GERMINATION, c’est une co-création avec Joris Mathieu, qui dirige le TNG à Lyon, et Nicolas Boudier de la compagnie Haut et Court. J’ai collaboré très tôt avec eux pour développer le projet en choisissant la technologie à utiliser ; des lunettes de sous-titrage du théâtre, ou des Magic Leap. J’ai évidemment choisi les Magic Leap, pour essayer de proposer une pièce de théâtre en réalité augmentée. Nous avons dû créer tout de base, en apprenant à utiliser les Magic Leap qui n’étaient pas prévu pour l’obscurité de la salle, l’éloignement avec la scène.. Mais la pièce existe ! C’est une œuvre qui témoigne des utopies majoritaires face aux enjeux climatiques : le transhumanisme, l’animalisme et le cosmopolitisme. Avec trois personnages enfermés dans une serre qui vont vivre une expérience sous forme de télé-réalité. Chacun y défend son point de vue.
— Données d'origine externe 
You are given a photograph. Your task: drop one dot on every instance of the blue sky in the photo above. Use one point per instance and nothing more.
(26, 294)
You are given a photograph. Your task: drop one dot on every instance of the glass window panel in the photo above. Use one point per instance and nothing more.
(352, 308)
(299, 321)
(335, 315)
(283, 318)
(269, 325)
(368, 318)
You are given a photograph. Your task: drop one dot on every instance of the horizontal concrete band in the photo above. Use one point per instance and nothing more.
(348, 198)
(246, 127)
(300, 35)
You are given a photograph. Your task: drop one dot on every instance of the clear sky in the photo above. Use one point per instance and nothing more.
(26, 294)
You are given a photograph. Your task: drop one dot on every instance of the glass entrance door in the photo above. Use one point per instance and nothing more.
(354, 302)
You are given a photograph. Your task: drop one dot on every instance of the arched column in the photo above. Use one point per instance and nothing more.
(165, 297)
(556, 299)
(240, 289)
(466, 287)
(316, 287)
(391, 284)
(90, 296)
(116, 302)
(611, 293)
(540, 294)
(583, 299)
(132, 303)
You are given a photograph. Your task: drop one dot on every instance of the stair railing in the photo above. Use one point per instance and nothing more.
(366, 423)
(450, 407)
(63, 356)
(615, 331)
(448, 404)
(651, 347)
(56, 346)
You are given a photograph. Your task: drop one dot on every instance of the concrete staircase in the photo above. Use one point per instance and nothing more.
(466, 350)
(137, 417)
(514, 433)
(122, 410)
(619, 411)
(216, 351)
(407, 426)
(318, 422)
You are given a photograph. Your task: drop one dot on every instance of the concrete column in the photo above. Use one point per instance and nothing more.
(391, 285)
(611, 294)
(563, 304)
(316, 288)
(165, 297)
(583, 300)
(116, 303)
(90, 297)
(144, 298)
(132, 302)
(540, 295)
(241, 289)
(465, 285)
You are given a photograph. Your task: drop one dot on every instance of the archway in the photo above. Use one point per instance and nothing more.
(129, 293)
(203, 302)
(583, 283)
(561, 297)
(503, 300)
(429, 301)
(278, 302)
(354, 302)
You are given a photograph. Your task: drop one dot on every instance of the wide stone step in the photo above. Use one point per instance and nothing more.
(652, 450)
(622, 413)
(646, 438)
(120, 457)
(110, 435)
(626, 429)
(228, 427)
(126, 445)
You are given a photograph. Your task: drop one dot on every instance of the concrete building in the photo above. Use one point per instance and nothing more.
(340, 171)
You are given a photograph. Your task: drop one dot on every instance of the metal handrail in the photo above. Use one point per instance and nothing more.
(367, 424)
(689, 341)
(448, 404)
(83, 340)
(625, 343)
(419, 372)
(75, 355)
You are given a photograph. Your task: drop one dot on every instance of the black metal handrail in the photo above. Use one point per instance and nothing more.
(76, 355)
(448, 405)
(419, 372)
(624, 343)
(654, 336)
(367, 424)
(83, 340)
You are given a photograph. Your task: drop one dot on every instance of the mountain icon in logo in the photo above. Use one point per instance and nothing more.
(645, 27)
TO BE A MACHINE (VERSION 2.0) est une production irlandaise, basée à Dublin, par la compagnie Dead Centre and Mark O’Connell. La première a eu lieu là-bas, mais cela devrait arriver en France au premier trimestre 2025 à la Comédie de Reims. C’est une pièce de 45 minutes avec de la vidéo 360, pour une dizaine de spectateurs, où on se retrouve dans la peau de Jack Gleeson (qui a joué dans Game of Thrones). Lorsqu’ils achètent leur place pour le spectacle, les spectateurs sont invités à faire un selfie que j’utilise ensuite pour créer des deep fakes qui sont utilisés dans le spectacle. On y parle d’identité, de VR et de l’avenir du théâtre.
spectacle vivant, scènes numériques / “Le spectacle vivant a besoin de la R&D” Alexandra Marin (SAT)

Vers un avenir numérique pour le spectacle vivant ?
Antoine Vanel – Dans les nouvelles technologies qui arrivent, tout va trop vite. Il faut pouvoir suivre l’actualité, mais aussi tester, essayer, confronter ces technologies. Elles apportent souvent des petites nouveautés, mais peu de réelles innovations. Pour ma part, j’essaie d’y trouver une façon de les détourner, de questionner les usages pour lesquels ils sont conçus initialement, d’en faire autre chose . Évidemment, l’intelligence artificielle est un champ d’investigation fascinant. Effrayant, un peu aussi. Je travaille le sujet, je développe des moteurs, et je vois comment la réutiliser. L’IA devrait faire partie de ma prochaine création.

Antoine Vanel – Il y a une grosse envie de numérique dans les projets du spectacle vivant. Beaucoup de lieux ou de compagnies me contactent, mais il y a une pédagogie à créer autour de ce nouvel espace de création. Il faut expliquer les limites de la technologie, que ce qu’on peut faire sur un téléphone ou dans une salle c’est différent. Quand j’ai travaillé sur DATAPRINT (développé dans le cadre du programme Chimères), nous voulions illustrer l’usage de nos datas en donnant un téléphone à manipuler aux spectateurs. J’avais créé une application avec du tracking des spectateurs, de la réalité augmentée. Mais d’autres idées n’ont pas pu se finaliser, sur des usages simples du quotidien mais qui étaient hors de portée. En fonction du temps imparti, de nos petites équipes (je suis souvent seul), et des intentions du théâtre (utiliser la vidéo, etc.) il faut s’adapter aux moyens disponibles pour proposer le meilleur spectacle possible. Et surtout, être assez souple pour avancer en cours de production avec les impératifs du spectacle vivant.